While the Shliens are vague about the actual details — the show is still being formulated and the products are still being researched — they describe the deal with MGM as a “multi-faceted relationship that sees MGM licensing the Mad Science brand and extending the brand though new licensing, sponsorship, cross-promotions and strategic partnerships.” Could it be the beginning of the end?
“This is the biggest of all risks,” says McNeely. “They’re moving into a medium they have no experience with, and targeting a completely unfamiliar audience.” Kids who rush home from school for a date with the television set aren’t the typically affluent children who stick around for after-school science classes. Moreover, if kids decide the show “sucks” — or their peers say it does — keen interest in everything Mad Science could turn into repulsion.

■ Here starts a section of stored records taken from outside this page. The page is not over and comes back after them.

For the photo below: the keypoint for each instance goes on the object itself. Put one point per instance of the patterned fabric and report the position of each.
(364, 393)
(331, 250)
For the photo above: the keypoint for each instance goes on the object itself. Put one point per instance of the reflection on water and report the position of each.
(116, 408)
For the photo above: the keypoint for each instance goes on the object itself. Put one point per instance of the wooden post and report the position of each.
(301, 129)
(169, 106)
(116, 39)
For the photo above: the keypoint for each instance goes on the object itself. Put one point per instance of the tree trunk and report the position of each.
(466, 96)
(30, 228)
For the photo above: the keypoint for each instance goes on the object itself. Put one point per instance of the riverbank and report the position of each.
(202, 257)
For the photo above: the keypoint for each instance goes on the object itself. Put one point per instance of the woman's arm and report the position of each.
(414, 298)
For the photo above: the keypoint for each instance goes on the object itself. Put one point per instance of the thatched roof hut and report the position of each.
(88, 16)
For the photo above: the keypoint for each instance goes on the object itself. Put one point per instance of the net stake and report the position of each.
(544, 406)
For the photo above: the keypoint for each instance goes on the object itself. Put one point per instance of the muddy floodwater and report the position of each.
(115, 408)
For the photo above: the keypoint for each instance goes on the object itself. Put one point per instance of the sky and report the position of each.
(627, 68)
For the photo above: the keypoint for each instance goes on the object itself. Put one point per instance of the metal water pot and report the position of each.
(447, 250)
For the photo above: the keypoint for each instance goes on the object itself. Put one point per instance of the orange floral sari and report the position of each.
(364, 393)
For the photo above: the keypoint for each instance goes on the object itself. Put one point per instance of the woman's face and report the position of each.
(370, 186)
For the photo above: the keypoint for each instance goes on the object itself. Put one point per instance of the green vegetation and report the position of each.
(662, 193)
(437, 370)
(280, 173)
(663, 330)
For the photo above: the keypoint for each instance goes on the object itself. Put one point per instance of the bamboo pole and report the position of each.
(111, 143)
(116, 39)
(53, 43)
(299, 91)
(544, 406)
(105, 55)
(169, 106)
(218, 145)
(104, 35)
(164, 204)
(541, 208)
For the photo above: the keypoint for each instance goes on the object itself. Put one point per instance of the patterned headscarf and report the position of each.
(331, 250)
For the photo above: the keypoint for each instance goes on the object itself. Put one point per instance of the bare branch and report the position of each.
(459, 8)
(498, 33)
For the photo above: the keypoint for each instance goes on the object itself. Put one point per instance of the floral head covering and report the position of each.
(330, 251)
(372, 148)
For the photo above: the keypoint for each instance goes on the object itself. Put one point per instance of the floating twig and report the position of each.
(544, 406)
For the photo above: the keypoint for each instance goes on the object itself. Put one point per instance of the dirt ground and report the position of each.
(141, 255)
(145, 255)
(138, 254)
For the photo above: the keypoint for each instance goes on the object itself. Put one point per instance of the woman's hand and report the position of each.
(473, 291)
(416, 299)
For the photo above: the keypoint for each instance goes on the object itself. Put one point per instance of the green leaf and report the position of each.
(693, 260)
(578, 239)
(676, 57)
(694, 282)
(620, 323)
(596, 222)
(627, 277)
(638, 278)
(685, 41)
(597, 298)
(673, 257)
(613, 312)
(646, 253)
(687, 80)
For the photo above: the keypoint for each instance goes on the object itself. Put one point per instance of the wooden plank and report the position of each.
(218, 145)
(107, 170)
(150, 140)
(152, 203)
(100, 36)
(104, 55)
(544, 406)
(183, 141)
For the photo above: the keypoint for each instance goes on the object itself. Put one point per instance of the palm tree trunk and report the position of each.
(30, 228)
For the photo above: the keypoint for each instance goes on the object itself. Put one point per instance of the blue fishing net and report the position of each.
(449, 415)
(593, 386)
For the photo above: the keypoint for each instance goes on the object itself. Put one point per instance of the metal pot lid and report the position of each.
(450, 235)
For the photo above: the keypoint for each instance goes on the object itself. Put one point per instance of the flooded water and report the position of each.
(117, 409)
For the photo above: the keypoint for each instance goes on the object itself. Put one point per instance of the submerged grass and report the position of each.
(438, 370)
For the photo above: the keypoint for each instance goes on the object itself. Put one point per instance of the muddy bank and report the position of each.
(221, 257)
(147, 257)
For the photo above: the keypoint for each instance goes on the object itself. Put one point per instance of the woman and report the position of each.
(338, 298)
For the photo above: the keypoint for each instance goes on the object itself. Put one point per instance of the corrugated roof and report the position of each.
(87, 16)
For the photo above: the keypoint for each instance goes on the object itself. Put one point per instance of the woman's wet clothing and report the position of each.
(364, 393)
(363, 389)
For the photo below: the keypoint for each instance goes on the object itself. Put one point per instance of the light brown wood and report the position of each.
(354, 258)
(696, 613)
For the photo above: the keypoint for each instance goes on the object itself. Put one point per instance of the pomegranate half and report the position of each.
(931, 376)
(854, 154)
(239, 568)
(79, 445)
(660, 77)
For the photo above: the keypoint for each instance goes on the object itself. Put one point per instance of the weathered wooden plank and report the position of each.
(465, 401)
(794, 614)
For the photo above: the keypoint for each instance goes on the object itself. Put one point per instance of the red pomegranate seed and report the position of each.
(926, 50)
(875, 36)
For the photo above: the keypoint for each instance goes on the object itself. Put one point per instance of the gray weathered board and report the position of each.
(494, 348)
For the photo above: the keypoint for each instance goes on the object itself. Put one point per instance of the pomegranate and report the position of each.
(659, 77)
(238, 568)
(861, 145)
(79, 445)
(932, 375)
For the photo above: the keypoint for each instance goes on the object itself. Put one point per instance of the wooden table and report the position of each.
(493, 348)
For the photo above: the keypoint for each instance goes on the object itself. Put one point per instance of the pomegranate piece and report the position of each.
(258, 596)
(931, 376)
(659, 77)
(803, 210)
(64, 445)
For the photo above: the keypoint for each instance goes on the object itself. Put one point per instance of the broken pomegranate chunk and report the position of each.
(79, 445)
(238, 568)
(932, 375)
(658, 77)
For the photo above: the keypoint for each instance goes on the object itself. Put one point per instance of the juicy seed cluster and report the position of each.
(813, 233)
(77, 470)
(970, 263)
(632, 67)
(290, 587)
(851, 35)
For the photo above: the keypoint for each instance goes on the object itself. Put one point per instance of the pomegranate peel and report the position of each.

The Shliens feel they’ve covered the bases. “We have complete veto over the creative presentation of Mad Science,” says Ron. “All the products that spin out of the television program will have to be good for kids, all of those products will have to spark the imagination in the same way Mad Science has for years.”
Another thorny issue is the commercialization of Mad Science. No one knows how the parents who have put their trust in Mad Science will react to seeing the name of their “local” science program all over Wal-Mart or Toys R Us. In McNeely’s view, television will either help Mad Science grow exponentially or kill it in its tracks.
If it doesn’t work out? “Mad Science will continue to operate after television as it does now,” says Ron. “We’ll just be a much larger company doing the same thing.” If it does? The Shliens could own the preteen, science-charged equivalent of Sesame Street. Now that would be truly cool.